昨年のベラルーシ大統領選で再選を果たしたルカシェンコ氏は、大規模な抗議活動を起こした市民を弾圧し、広く信用を失うこととなった。EUは同氏に制裁を科している。
欧州委員会は、ルカシェンコ氏が制裁への報復として、移民を押し出しているとしている。
活動家たちは、移民がベラルーシとEU近隣諸国との間の政治ゲームの駒として使われていると主張している。
リトアニアの状況
リトアニアはベラルーシとの国境に部隊を配備し、移民の流入に備えている。同国政府は非常事態の宣言は予防的措置だとしている。
リトアニアの副内相はBBCの取材に対し、同国に違法に入国したとして拘束された20数人について、テロ組織と関係している疑いがあると述べた。
拘束者のほとんどが偽の身分証を提示していたとし、現在身元を調べているという。どのテロ組織との関係が疑われるのかや、拘束した時期についてはコメントしなかった。

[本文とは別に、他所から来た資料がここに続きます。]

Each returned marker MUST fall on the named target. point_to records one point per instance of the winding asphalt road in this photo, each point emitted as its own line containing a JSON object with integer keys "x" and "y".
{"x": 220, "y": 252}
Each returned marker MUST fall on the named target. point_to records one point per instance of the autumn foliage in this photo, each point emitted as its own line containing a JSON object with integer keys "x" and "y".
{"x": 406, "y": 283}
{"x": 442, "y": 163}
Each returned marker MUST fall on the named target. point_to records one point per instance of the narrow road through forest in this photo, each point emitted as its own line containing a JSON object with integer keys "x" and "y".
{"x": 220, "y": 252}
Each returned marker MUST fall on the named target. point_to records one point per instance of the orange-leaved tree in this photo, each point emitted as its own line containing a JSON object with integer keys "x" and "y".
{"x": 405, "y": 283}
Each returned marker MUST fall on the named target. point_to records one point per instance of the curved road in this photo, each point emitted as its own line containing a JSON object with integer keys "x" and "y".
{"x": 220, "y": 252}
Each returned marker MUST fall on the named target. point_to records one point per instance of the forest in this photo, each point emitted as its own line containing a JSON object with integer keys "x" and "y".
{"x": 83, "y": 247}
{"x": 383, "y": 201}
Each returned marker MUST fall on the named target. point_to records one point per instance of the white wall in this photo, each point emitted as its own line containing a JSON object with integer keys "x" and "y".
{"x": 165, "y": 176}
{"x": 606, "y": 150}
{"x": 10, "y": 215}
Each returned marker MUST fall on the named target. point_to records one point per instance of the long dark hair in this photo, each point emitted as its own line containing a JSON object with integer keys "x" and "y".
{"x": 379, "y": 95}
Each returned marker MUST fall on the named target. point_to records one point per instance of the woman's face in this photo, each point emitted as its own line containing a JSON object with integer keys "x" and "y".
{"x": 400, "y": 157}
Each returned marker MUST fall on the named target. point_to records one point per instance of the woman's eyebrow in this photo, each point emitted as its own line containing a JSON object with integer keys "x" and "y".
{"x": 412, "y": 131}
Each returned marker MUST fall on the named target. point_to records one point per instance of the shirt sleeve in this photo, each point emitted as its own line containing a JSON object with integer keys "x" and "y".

「大勢が国境を越える場合、常に一定のリスクが伴う」と副内相は述べた。
「すべてのEU加盟国は、テロの脅威をある程度抱えている。そのような活動を防ぐために、我々の情報機関は最善を尽くしている」
ベラルーシの主張
ルカシェンコ氏はベラルーシ国営の通信社のインタビューで、ロシアを紛争に巻き込むことにつながるような、国境での軍事的な事態悪化は避けたいと述べた。
また、自分は「狂人ではなく」、何が危機にひんしているのかは分かっているとした。ただ、「自分たちがひざまずくことはない」と、抵抗する姿勢は崩さなかった。
ベラルーシ国防省は、ポーランドが国境に数千人の部隊を派遣し、協定に違反したとして非難した。
ベラルーシは、移民は合法的にやってきているとし、同国は単に移民を「温かくもてなす国として」行動していると主張している。
ロシアは同盟国の国境問題への「責任ある」対応を称賛し、状況を注視しているとしている。